Friday, April 9, 2010

Pendleton once home for 50,000 war-refugees



BY VIK JOLLY
THE ORANGE COUNTY / CAMP PENDLETON — The stark black and white images evoked deep emotions and vivid memories of the days when he helped put up tents, built latrines, hauled clothes and diapers and learned to cook rice.
The photographs transported Lewis Beatty back to 1975, to the first real contact with Vietnamese civilians the U.S. Marine had. The two tours of Vietnam during the war that left thousands dead on both sides is not something he likes to remember.

An exhibit of photos and paintings at Camp Pendleton brings back memories for Hoa Pham of Torrance who was a 22 year-old Vietnamese refugee at the Marine base in 1975 after the fall of Saigon.
But this was different. This had tears streaming down the face of the 72-year-old Marine who retired after 23 years in the service. This was a dramatic reminder of the toll war takes on people.
The Camp Pendleton Historical Society in conjunction with Oceanside's the "Big Read 2010," on Thursday opened "Images at War's End," an exhibit at the Ranch House on base featuring pictures of the thousands of refugees who found temporary shelter and got their first taste of American cooking here in 1975.
The exhibit that moved Beatty includes pictures of the first two weddings of Vietnamese refugees who lived in eight tent cities at the base, when Pendleton got about a 24-hour notice to transform itself into one of four U.S. military installations to house Southeast Asian refugees.
The gallery includes pictures of the first Protestant baptismal ceremony at the Camp San Mateo water training tank from May 28, 1975, the day 28 were baptized by a refugee pastor. A toddler and a grandmother playing hide and seek. Women doing laundry and children at play. Singer Rosemary Clooney entertaining. Then First Lady Betty Ford stopping by to visit with former Vietnamese Vice President Nguyen Cao Ky.
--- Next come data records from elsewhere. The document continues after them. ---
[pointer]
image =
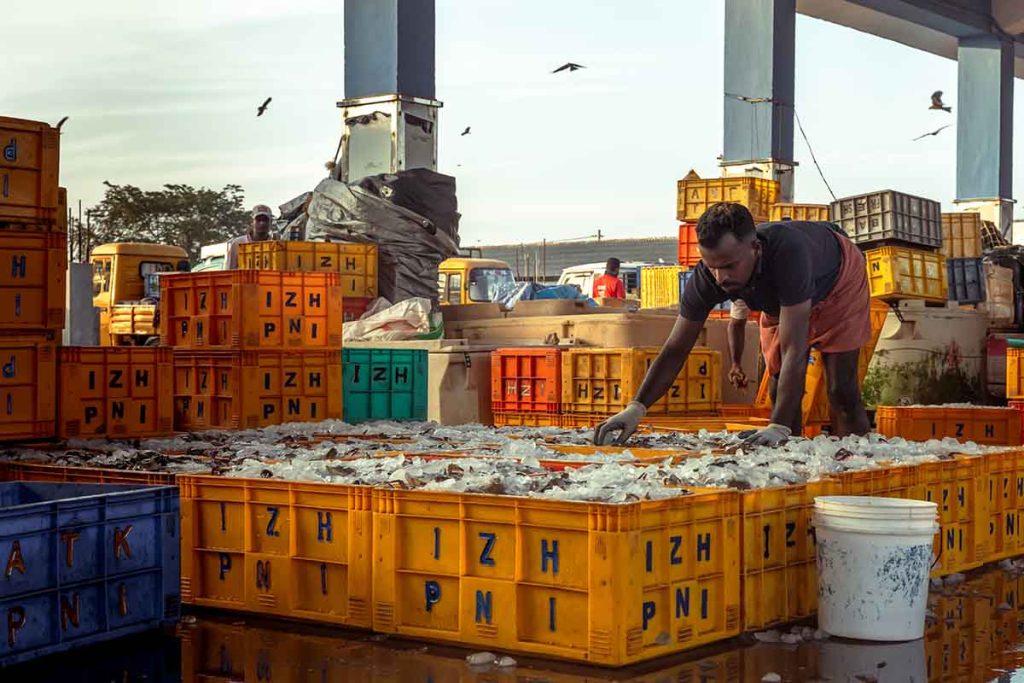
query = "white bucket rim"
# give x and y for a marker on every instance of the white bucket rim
(868, 504)
(925, 529)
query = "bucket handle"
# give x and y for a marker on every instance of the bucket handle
(937, 557)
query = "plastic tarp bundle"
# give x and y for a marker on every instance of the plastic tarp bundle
(536, 292)
(383, 322)
(412, 215)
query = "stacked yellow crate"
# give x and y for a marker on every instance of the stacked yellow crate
(34, 258)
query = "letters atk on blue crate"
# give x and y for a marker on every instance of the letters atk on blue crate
(84, 563)
(384, 384)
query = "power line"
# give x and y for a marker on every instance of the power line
(800, 126)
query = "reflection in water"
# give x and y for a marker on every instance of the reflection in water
(973, 635)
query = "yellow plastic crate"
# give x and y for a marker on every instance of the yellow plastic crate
(801, 212)
(602, 381)
(779, 553)
(951, 485)
(356, 263)
(898, 272)
(287, 549)
(659, 286)
(962, 235)
(605, 584)
(988, 426)
(1000, 491)
(695, 195)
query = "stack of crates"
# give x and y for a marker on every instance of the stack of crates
(253, 348)
(33, 274)
(694, 195)
(900, 235)
(581, 387)
(962, 247)
(354, 263)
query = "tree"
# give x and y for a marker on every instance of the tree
(178, 214)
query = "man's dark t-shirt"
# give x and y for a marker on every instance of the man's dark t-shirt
(800, 260)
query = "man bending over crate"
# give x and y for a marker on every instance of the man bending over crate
(810, 284)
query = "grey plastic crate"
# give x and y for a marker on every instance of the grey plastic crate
(967, 280)
(889, 216)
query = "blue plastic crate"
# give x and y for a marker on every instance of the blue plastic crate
(384, 384)
(84, 563)
(967, 280)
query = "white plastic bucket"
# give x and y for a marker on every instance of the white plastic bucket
(873, 558)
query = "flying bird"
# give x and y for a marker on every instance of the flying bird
(570, 66)
(937, 102)
(934, 132)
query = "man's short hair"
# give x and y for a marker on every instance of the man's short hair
(721, 219)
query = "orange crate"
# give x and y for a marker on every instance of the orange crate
(599, 583)
(989, 426)
(689, 252)
(526, 380)
(33, 286)
(115, 391)
(779, 553)
(597, 381)
(251, 309)
(28, 388)
(782, 211)
(951, 484)
(30, 161)
(249, 389)
(694, 195)
(278, 548)
(1015, 373)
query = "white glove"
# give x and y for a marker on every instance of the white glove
(625, 423)
(771, 435)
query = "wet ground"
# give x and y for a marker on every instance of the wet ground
(975, 633)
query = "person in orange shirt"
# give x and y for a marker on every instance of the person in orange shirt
(609, 286)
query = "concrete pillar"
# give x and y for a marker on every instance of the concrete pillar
(760, 45)
(984, 128)
(389, 48)
(389, 115)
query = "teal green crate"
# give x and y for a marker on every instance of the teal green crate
(384, 384)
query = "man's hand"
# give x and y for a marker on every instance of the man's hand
(625, 423)
(771, 435)
(737, 377)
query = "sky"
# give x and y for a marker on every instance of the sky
(166, 93)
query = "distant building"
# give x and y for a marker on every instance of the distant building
(545, 262)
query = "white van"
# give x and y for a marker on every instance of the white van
(583, 276)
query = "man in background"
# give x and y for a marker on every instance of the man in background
(258, 231)
(609, 286)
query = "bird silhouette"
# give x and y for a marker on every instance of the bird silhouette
(569, 66)
(934, 132)
(937, 102)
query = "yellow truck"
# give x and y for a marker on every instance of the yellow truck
(472, 280)
(125, 289)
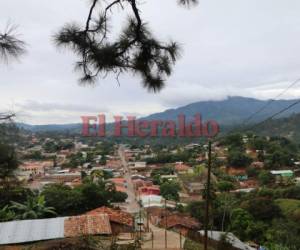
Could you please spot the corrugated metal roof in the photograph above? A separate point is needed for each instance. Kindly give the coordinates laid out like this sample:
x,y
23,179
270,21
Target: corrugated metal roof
x,y
232,239
31,230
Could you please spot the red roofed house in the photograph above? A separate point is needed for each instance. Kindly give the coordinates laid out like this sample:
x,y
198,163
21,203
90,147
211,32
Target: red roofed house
x,y
96,224
121,222
149,190
180,223
180,167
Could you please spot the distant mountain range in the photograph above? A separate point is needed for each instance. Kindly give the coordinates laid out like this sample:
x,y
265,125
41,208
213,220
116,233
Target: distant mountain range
x,y
228,113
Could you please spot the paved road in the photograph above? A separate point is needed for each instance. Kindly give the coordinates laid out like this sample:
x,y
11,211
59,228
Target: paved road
x,y
132,204
173,239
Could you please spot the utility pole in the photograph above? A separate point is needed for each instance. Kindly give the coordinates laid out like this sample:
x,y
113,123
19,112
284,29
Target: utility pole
x,y
207,197
166,224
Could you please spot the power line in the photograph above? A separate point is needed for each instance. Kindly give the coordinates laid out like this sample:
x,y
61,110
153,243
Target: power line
x,y
269,102
276,114
244,123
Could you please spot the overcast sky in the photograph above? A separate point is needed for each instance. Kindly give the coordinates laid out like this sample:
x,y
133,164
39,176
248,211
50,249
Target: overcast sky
x,y
230,47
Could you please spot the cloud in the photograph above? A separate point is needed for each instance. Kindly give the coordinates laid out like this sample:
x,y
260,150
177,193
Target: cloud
x,y
232,47
31,105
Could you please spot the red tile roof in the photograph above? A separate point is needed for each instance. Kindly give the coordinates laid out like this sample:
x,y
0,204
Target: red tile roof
x,y
87,225
115,215
181,167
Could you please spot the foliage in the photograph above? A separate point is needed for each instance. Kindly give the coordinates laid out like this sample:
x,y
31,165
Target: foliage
x,y
8,161
238,159
6,214
265,177
134,50
170,190
290,208
225,186
241,222
10,45
262,208
197,210
156,173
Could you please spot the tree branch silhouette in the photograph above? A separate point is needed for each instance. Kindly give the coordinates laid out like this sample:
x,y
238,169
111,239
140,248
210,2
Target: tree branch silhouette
x,y
135,50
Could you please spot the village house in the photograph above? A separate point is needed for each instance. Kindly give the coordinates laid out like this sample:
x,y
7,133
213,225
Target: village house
x,y
180,223
182,168
120,221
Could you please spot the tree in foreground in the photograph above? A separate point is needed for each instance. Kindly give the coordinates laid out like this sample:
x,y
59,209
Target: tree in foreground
x,y
135,50
10,46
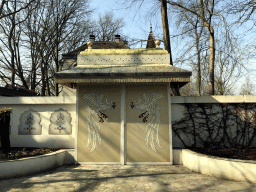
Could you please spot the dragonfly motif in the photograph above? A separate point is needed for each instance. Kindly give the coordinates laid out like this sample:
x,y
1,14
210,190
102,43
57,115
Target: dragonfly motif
x,y
93,116
147,103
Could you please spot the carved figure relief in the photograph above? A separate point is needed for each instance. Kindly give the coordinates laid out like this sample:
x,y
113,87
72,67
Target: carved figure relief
x,y
152,110
60,123
30,123
94,116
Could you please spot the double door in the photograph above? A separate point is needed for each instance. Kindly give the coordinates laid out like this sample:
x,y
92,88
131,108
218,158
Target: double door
x,y
123,124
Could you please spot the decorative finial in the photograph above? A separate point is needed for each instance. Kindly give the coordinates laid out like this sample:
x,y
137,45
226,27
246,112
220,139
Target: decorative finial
x,y
89,44
157,42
The images, shot by Marine photographers, have surfaced in the past but not as a full collection open to the general public.
The gallery, which also displays refugee camp paintings by then Col. Charles Waterhouse, is a poignant window into where the largest Vietnamese population outside of Vietnam got its start in America.
Pendleton was the first base in the United States to provide accommodations for Vietnamese evacuees during the U.S. military's 1975 relocation effort, Operation New Arrivals.
More than 50,000 Southeast Asian refugees – a majority of them Vietnamese – came to the base as part of the largest humanitarian airlift in history. From the base, refugees resettled across the United States, including the biggest chunk of the immigrant population in Little Saigon in Westminster.
Phan Dang of Vista, then 27, arrived here May 21 through a circuitous route, she and her two siblings and mother shuttled to American bases just days before the fall of Saigon and ending up at the former El Toro Marine Corps Air Station before arriving by bus to Pendleton at 2 a.m.
Dang's brother, a South Vietnamese solider, went missing weeks before her family's departure and is presumed dead. She used to work for the U.S. Department of Defense in Bien Hoa, so her family was evacuated April 24, 1975.
Her family arrived at Pendleton with their life's belongings stuffed in two sacks that used to hold rice -- some photos, towels and sheets packed by her mom, a pair of scissors.
After a month at the camp, her family was sponsored by Beatty's commanding officer and so they got to know Beatty as well.
On Thursday, Dang and her sister, My – who was only 12 when she got to Pendleton – embraced the Marine, with whom they have kept in touch.
"We felt happy that we were here," Dang recalled of her family's time at the base.
"I can picture the camp," she said standing next to a painting at the Ranch House portraying camp site # 8, where her family found temporary shelter in one of the tents but little privacy because it slept alongside about half a dozen strangers on cots. "All I wanted to do was keep my family warm."
My got her first taste of hamburgers on base and recalled speaking no English when she and her brother enrolled in school, where they quickly picked up the new language.
For Beatty, who lives in Oceanside, the gallery takes him to his days working at the tent city, where he and his wife also sponsored two sisters.
During the Vietnam War "we saw things that no person should ever see," he said.
Then, after a long pause to collect himself, he added: "Here it was joy. In their kids, I could see my kids ... The hard times those people had to go through to assimilate into our society."
The refugees coming to America didn't affect the way Beatty perceived the war that claimed 58,000 Americans and 300,000 South Vietnamese lives.
"That was my job," he said, "I really didn't look at whether it was right or wrong. But when (the refugees) came here you looked at the little kids' suffering because of what the grown-ups had done ... It really gets to your psyche. You change your attitude about people in general."
The Pendleton exhibit will run through September.